Entering a new college, state, or country requires a wondrous and tormenting period of adaptation. On my first night at Bates, also my first night in the United States, I woke up about six times and looked around each time to remember where I was. I also hardly understood my roommate’s accent and forgot the names of most people I met. As I was adapting, just like everyone else in our freshman class, I got used to my various new friends and to all the new activities. I did this by getting to know my friends and activities, finding similarities and differences between them, and building a network of connections between them. This allowed me to feel calm and think about how to push further.

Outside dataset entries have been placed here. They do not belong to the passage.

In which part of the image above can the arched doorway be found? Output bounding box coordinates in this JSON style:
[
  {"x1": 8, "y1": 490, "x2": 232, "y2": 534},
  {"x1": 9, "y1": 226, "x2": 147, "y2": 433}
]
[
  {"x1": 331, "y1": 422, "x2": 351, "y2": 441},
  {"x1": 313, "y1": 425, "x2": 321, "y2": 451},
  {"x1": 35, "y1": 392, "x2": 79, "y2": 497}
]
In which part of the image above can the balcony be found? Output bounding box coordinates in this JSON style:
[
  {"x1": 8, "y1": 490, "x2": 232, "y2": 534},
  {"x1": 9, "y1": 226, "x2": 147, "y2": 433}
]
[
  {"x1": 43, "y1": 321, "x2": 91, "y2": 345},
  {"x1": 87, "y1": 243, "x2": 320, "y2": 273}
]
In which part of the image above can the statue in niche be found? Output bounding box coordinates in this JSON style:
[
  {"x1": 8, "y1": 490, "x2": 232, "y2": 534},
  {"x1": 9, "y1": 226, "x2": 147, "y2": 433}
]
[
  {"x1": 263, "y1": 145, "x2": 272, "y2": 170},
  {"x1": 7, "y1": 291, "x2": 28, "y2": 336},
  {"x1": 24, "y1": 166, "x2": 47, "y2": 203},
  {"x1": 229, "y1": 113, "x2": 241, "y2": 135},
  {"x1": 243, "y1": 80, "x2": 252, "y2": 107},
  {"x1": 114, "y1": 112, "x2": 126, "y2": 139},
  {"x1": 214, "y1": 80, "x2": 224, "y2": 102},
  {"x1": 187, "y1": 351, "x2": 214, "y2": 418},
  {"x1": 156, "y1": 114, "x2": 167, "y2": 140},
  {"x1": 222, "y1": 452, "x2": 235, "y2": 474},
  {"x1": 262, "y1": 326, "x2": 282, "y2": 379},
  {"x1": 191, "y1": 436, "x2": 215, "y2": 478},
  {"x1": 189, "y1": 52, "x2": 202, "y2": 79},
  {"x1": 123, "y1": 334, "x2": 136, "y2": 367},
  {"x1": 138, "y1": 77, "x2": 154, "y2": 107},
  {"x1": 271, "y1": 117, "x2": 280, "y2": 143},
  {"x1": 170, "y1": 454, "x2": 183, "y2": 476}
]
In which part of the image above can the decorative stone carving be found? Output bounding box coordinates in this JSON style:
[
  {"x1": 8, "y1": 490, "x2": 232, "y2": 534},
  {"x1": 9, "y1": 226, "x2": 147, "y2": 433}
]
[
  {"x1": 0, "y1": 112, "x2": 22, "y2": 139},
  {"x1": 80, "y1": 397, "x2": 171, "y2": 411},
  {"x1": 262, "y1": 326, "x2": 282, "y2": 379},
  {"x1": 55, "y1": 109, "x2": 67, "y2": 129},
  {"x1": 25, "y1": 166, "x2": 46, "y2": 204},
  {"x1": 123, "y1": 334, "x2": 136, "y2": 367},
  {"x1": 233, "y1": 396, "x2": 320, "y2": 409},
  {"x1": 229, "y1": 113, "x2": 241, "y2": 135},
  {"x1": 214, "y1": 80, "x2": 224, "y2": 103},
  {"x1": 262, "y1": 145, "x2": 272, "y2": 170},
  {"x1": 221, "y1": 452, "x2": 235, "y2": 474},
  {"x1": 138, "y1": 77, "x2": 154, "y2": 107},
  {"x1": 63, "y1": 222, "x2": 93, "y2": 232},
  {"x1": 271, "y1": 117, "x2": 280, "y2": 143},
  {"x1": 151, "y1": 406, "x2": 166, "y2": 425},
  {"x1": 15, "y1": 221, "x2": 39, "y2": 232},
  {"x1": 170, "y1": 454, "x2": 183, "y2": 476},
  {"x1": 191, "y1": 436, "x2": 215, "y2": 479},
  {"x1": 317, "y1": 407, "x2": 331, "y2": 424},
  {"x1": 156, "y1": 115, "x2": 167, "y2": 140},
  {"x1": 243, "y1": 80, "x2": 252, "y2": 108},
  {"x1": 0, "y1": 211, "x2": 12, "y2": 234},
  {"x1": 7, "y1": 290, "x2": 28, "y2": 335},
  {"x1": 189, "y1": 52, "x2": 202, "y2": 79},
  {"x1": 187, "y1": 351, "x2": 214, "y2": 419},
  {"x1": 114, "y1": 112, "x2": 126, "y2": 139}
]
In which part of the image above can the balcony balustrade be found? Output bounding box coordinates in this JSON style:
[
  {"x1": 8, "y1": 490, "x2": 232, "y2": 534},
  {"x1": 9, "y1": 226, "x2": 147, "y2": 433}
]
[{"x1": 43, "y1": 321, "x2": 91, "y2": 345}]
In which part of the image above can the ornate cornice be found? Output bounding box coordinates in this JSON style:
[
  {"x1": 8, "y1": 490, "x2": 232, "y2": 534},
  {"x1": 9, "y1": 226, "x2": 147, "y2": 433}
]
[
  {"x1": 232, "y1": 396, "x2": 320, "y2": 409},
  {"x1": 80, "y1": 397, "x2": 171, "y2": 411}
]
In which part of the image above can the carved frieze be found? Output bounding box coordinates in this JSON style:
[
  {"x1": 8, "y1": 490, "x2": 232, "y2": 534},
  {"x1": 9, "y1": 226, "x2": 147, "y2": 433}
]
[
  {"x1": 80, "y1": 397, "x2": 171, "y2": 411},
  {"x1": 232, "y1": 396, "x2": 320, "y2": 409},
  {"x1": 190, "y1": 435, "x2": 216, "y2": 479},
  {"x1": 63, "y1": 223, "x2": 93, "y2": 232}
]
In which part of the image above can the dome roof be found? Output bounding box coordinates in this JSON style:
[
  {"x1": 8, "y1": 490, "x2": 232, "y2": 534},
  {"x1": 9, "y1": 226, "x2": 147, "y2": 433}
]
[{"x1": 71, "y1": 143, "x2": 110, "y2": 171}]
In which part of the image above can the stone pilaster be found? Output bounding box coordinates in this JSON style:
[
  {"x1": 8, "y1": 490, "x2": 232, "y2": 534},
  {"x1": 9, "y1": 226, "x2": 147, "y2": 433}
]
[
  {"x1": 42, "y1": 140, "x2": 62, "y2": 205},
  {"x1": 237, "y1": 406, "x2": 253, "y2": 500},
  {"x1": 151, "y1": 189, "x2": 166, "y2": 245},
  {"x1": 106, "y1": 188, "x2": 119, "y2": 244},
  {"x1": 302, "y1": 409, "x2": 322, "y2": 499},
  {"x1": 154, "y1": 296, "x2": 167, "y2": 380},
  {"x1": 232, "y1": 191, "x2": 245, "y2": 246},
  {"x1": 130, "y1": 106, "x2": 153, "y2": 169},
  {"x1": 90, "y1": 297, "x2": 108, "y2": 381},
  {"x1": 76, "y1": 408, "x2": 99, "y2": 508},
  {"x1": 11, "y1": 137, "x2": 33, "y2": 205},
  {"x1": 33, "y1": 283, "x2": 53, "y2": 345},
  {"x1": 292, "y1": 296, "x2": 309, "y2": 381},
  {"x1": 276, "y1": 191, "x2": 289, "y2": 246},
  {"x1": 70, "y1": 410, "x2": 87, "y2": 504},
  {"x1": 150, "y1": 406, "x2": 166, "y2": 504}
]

As I learned later in Neuroscience class, neurons let us learn, think, and create by changing their shape, talking to neurons they have never talked to before, and building new connections. The similarity of what my brain does and what I did throughout my freshman year is striking. It makes me think that our fear of change is unnatural and man-made. A new beginning is usually met with excitement as well as anxiety, while it seems to me our neurons don’t tremble with terror when we plunge into a new experience: they simply keep on making new connections. Freshman year made me adopt this attitude, at least to the extent that my constantly thinking and doubting mind can let me. Making connections between various things helped me find my way of thinking about them, which gave me some certainty that even new things can fit together if one only rotates them freely enough in her mind and looks at them from different angles.

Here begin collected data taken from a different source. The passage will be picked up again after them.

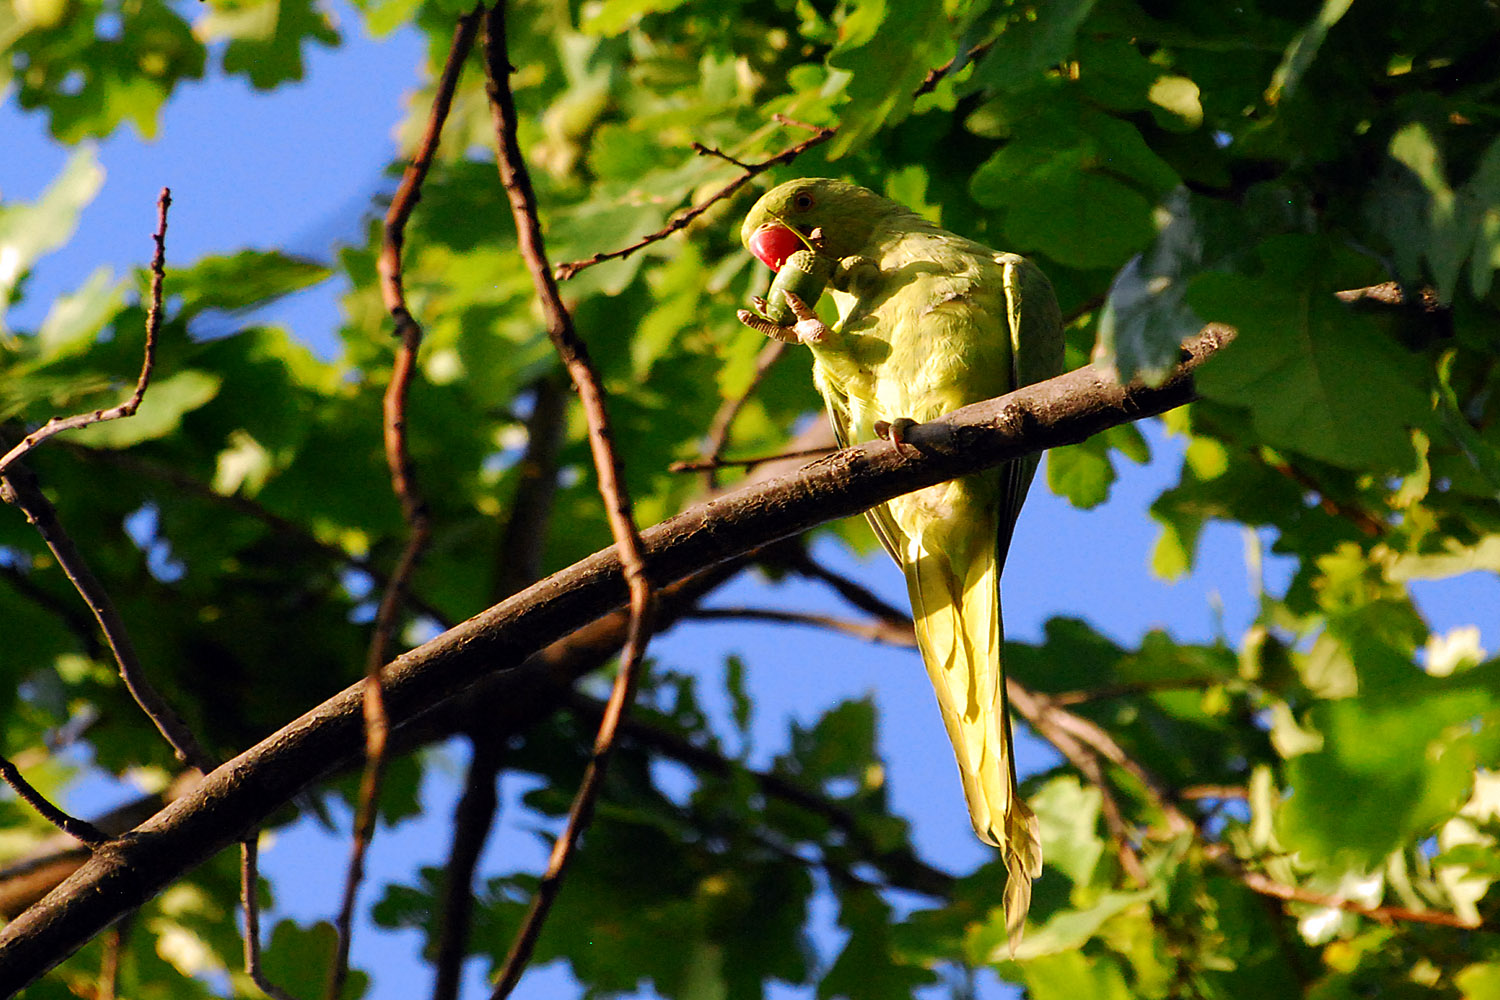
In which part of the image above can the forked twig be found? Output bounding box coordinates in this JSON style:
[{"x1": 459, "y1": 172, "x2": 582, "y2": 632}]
[
  {"x1": 483, "y1": 4, "x2": 657, "y2": 995},
  {"x1": 326, "y1": 10, "x2": 482, "y2": 1000},
  {"x1": 553, "y1": 114, "x2": 836, "y2": 280},
  {"x1": 0, "y1": 190, "x2": 171, "y2": 477}
]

Once I had built those new connections and felt comfortable with most of them and most of myself, it turned out I, as well as my classmates, had made the first swing from a long swim across a wide sea: many more new experiences and changes awaited us. Surprising and opportunistic as this was, it was quite annoying to know my poor neurons had gone through so much trouble only to go through ten thousand times more. But it all started to fit. In a conversation with some friends, we were debating something, when my breathing quickened and I forgot to finish the sentence I had started. Little bits of my psychology, economics, philosophy, and dance classes had come together. Add several pinches from sports, books, and simple everyday interactions, and there was my bright, still vague, and breath-taking idea. I was afraid that it was an accident and that such an idea would never show mercy and down upon me again, but my neurons did not give me up. They allowed me to find similarities and differences between things and continuously form ideas by making their new connections. And so, I keep on making my connections because this is what my neurons and my freshman year have taught me.